A possível descentralização do depósito legal, fazendo com que as bibliotecas públicas estaduais passassem a assumir este papel, também foi criticada pelos trabalhadores. “Entendemos a descentralização do depósito legal como interferência em atos administrativos e processos, com o objetivo de desmonte da estrutura principal da FBN, órgão cuja missão fundamental é a preservação da memória bibliográfica brasileira”, diz o documento.
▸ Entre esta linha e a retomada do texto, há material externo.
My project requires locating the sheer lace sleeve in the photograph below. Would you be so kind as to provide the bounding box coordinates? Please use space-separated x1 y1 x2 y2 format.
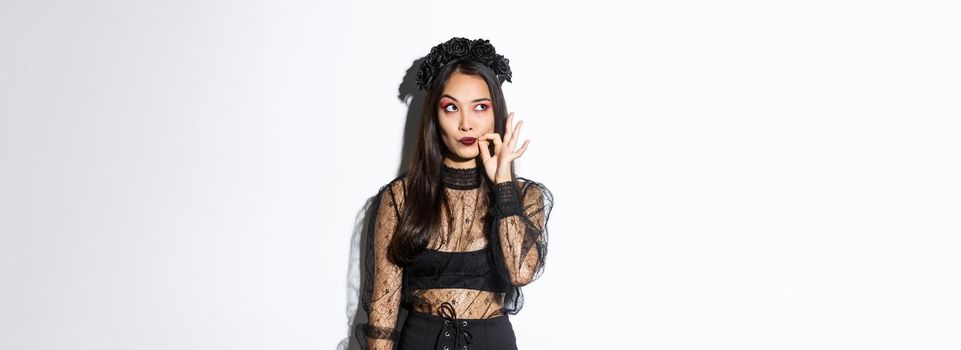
489 177 554 290
354 178 405 350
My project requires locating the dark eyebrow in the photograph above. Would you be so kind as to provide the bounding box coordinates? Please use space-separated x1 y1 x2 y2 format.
441 94 491 103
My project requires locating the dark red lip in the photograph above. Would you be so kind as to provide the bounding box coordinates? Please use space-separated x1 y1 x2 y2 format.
459 137 476 145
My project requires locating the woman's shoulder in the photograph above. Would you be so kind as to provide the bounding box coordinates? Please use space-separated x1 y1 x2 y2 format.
375 172 410 201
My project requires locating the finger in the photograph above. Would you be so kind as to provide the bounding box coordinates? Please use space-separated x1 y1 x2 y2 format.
480 133 500 144
478 139 492 162
481 132 502 155
508 120 523 151
477 135 490 153
514 139 530 159
489 132 503 154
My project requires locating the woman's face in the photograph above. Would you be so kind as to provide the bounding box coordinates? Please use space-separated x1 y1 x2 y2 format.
437 70 495 165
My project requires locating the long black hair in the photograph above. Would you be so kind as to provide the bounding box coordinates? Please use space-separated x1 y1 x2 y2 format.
388 57 517 265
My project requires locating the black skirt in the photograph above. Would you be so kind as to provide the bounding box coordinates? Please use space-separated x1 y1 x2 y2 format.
399 303 518 350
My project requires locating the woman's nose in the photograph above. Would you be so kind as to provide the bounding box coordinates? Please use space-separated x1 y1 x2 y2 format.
459 115 472 131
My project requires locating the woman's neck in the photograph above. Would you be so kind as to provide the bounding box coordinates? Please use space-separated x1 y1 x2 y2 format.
442 156 478 169
440 157 482 190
Os servidores cobram uma revisão da atitude tomada pelo MinC e pelo Departamento de Livro, Leitura, Literatura e Bibliotecas (DLLLB), cujo diretor é o bibliotecário Cristian Brayner, órgão ao qual a FBN não está subordinada. “O GT, como está composto atualmente, fere os princípios da administração pública e ofende o interesse coletivo, pois intenta alterar uma legislação referente a processos técnicos fundamentais para a preservação do patrimônio nacional”, dizem os trabalhadores.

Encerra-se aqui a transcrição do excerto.